He brought his new toy in to my room to show me, too, waking me up from a fine tequila-receding dream, and I petted Abbie and displayed expressions of positive emotions and called him a Very Good Cat and so he purred and purred and then threw the mouse onto a shirt I was going to wear today. Not having the heart to dispose of the corpse right away and ruin El Gato's good day, I picked the mouse up by the tail, brought it downstairs, and offered it to the floor down there. The cat ran right after me and continued his playing, happy as a clam.
I walked upstairs, washed my hands in the bathroom, and by the time I'd returned to my room Abbie was right back there, flipping the mouse onto the shirt again.
The second time around I think he got the hint. He's currently running up and down the stairs with it. It'll be disposed of soon enough, I pledge that; I just hope he doesn't fling it under the couch in the meantime or anything. NO DEAD MICE UNDER THE COUCH PLS MR CAT THANK YOU. Me, I think I'm heading back to bed for a few more hours.
Go Abbie! I guess the tuft removal increased his hunting efficiency.

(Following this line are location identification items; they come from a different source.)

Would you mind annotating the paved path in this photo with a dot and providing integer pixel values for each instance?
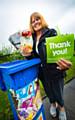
(69, 98)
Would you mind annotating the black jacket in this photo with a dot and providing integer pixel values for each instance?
(50, 68)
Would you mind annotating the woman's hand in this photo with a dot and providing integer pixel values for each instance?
(63, 64)
(26, 51)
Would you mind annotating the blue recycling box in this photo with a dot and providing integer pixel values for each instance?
(20, 79)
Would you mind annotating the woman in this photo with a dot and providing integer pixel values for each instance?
(52, 75)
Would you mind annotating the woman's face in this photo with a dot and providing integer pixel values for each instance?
(36, 24)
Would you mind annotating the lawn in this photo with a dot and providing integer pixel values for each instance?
(5, 110)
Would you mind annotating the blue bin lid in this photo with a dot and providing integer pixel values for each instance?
(15, 66)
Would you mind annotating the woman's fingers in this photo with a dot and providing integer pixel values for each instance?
(63, 64)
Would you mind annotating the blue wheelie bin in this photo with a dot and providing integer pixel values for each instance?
(20, 79)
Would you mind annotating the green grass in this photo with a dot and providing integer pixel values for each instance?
(5, 110)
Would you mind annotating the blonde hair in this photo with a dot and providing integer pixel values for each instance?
(36, 14)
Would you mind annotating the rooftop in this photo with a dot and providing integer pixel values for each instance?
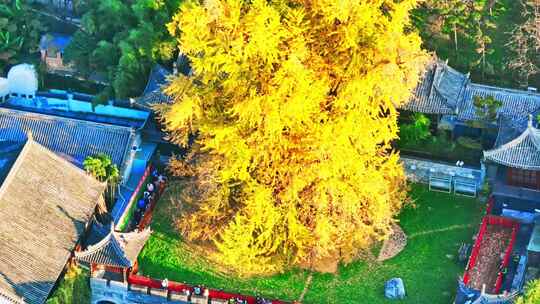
(73, 139)
(79, 106)
(54, 40)
(114, 248)
(523, 152)
(45, 203)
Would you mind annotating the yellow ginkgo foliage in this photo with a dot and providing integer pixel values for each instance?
(293, 105)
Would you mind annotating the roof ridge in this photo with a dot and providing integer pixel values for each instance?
(31, 114)
(111, 239)
(56, 157)
(512, 90)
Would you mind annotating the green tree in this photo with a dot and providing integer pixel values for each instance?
(123, 40)
(417, 130)
(20, 31)
(73, 288)
(104, 170)
(294, 105)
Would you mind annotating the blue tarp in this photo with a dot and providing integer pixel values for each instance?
(394, 289)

FWIW, the couches are both quite light and easy to move (I've done it myself a number of times) should that be necessary.
(I'll also take this moment to once again point out: THREE EMPTY TEQUILA BOTTLES!)

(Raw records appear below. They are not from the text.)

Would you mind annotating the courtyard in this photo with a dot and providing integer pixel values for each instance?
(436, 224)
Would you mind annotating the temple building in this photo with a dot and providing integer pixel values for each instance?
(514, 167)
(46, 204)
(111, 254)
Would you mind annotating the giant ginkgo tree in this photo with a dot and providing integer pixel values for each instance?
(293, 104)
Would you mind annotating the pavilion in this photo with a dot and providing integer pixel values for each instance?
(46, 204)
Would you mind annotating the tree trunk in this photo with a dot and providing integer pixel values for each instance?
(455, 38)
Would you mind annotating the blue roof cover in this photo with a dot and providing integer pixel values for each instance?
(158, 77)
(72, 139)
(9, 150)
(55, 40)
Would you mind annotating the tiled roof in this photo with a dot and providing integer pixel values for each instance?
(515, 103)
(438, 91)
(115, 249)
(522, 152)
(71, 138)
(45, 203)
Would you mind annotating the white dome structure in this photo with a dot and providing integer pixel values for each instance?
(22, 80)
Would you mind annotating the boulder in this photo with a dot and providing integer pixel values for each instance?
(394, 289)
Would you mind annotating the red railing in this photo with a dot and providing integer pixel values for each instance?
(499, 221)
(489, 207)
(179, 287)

THREE EMPTY TEQUILA BOTTLES!
Now if only the mice would sneak into the empty tequila bottles and die happily in the fumes. Easy disposal!
I think we even drank the fumes. :-)
You all would make great ruggers!
In defence of us all
That first bottle, she was only half full. And, well...you all let me pour the shots from the last one. And there were many shots to be poured. So, yes, okayfine. The last bottle was only good for one round. But I couldn't very well deny tequila love to the room, could I? The answer: clearly no. And we did chip in to make your shot, Jude. It was a beautiful moment of collaboration. Tequila, she brings the people together--the bourgeois and the rebel.
REPEAT: the first bottle was mostly empty. That's my story. I'm sticking to it.
|Date:||November 12th, 2005 06:33 pm (UTC)|| |
Aw. He just wants to pay you back for all the delicious kibble you've given him over the years.
"WHY WON'T YOU EAT IT, MONKEY???"
Gracious. I had no idea Mister Abbie was so, er, ferocious. Or useful.
I guess flinging a dead mouse onto your shirt is better than flinging, say, half a dead mouse onto your shirt. ;)
Some friends have a cat who likes the noise mice make when poked in the appropriate manner. Especially in the hours shortly before dawn.
I always felt that a dead mouse under the couch was far better than a dead hooker. I'm just saying.
OMG, you are a kind-hearted cat owner. I aspire to having the patience some day to tell one of my girls she was a Very Good Cat after she woke me up to throw a dead mouse on my shirt.